Besançon: un recours contre un arrêté anti-mendicité rejeté par la justice

Selon le tribunal , « l’atteinte portée par l’arrêté litigieux à la liberté d’aider autrui dans un but humanitaire n’est, ni suffisamment grave, ni manifestement illégale » pour justifier son annulation.

Le tribunal administratif de Besançon a rejeté ce mardi 28 août une requête présentée par un militant associatif contre un arrêté controversé pris le 3 juillet par le maire (LREM) de la commune, Jean-Louis Fousseret, pour interdire la mendicité dans le centre-ville.
Cet arrêté, qui interdit outre « la mendicité, accompagnée ou non d’animaux », la « consommation d’alcool », les « regroupements, ainsi que la station assise ou allongée lorsqu’elle constitue une entrave à la circulation publique », a soulevé les protestations des associations caritatives et de nombreuses personnalités politiques locales.

Le 18 août, quelque 150 personnes ont participé à un sit-in dans le centre de Besançon pour protester contre cet « arrêté anti-SDF ». Dénonçant « d’évidentes discriminations contre les pauvres et les sans-abris », la Ligue des droits de l’Homme (LDH) a également saisi vendredi le tribunal administratif de Besançon d’un référé et d’une requête au fond distincts.
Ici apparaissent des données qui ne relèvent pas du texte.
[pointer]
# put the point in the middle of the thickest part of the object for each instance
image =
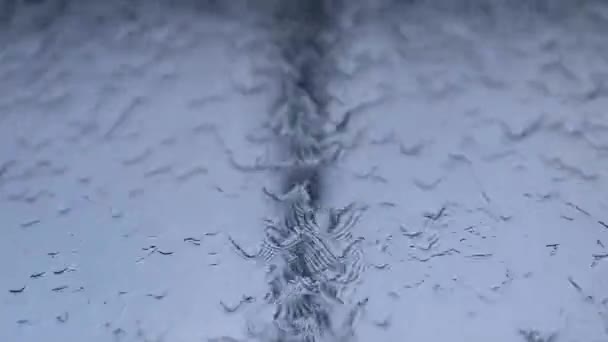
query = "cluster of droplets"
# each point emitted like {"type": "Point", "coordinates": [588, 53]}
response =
{"type": "Point", "coordinates": [311, 267]}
Le premier doit être examiné « courant septembre » et la seconde « au printemps », selon le tribunal.
Paul Guardado, le militant associatif qui a introduit la requête rejetée mardi, invoquait « une atteinte grave et manifestement illégale au principe de fraternité inscrit à l’article 2 de la Constitution ».
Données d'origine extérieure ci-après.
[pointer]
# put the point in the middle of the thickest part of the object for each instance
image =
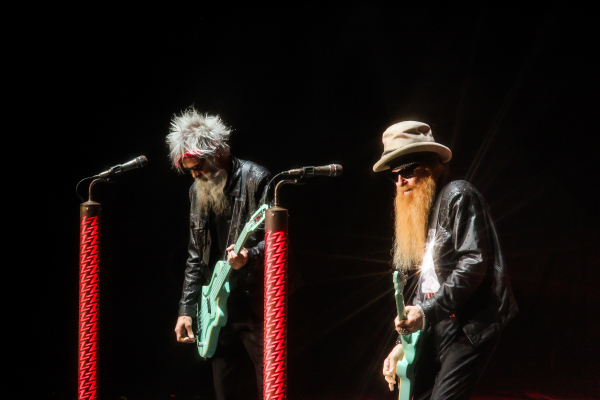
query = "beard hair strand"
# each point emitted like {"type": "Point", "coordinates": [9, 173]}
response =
{"type": "Point", "coordinates": [210, 194]}
{"type": "Point", "coordinates": [412, 214]}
Selon le tribunal toutefois, « l’atteinte portée par l’arrêté litigieux à la liberté d’aider autrui dans un but humanitaire n’est, ni suffisamment grave, ni manifestement illégale » pour justifier son annulation.
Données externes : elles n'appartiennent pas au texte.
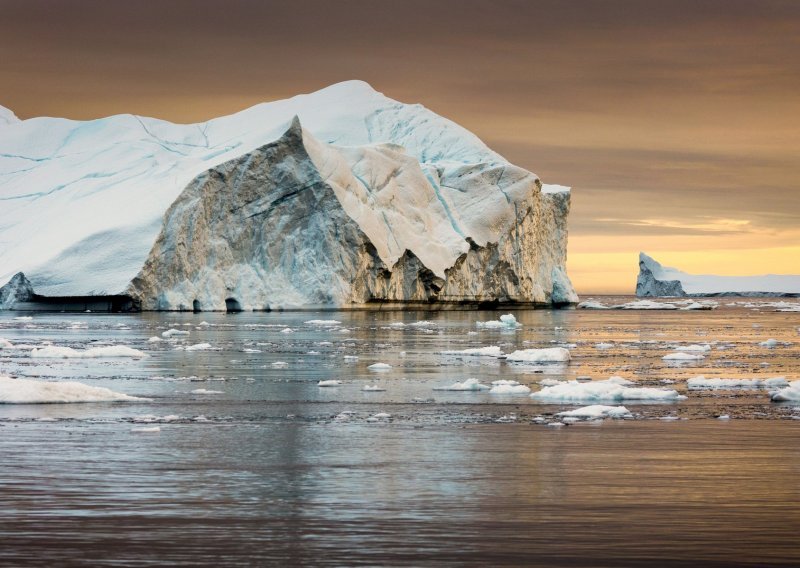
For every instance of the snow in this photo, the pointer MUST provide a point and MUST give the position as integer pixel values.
(548, 355)
(174, 332)
(199, 347)
(595, 411)
(682, 356)
(468, 385)
(788, 393)
(491, 351)
(507, 321)
(63, 183)
(699, 284)
(608, 390)
(505, 386)
(27, 391)
(702, 383)
(54, 352)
Le juge a néanmoins relevé que l’arrêté du maire a « indirectement, mais nécessairement, porté atteinte à la liberté d’aider autrui ». « C’est la première fois que la liberté fondamentale d’aider autrui est reconnue », a souligné le porte-parole du tribunal Jérôme Charret devant la presse.
Se disant « forcément un peu déçu », Paul Guadardo a évoqué « une défaite en demi-teinte », notant lui aussi la reconnaissance de cette liberté.
Le jeune militant a annoncé son intention de former « dès demain » (mercredi) un recours devant le Conseil d’Etat contre la décision du tribunal administratif.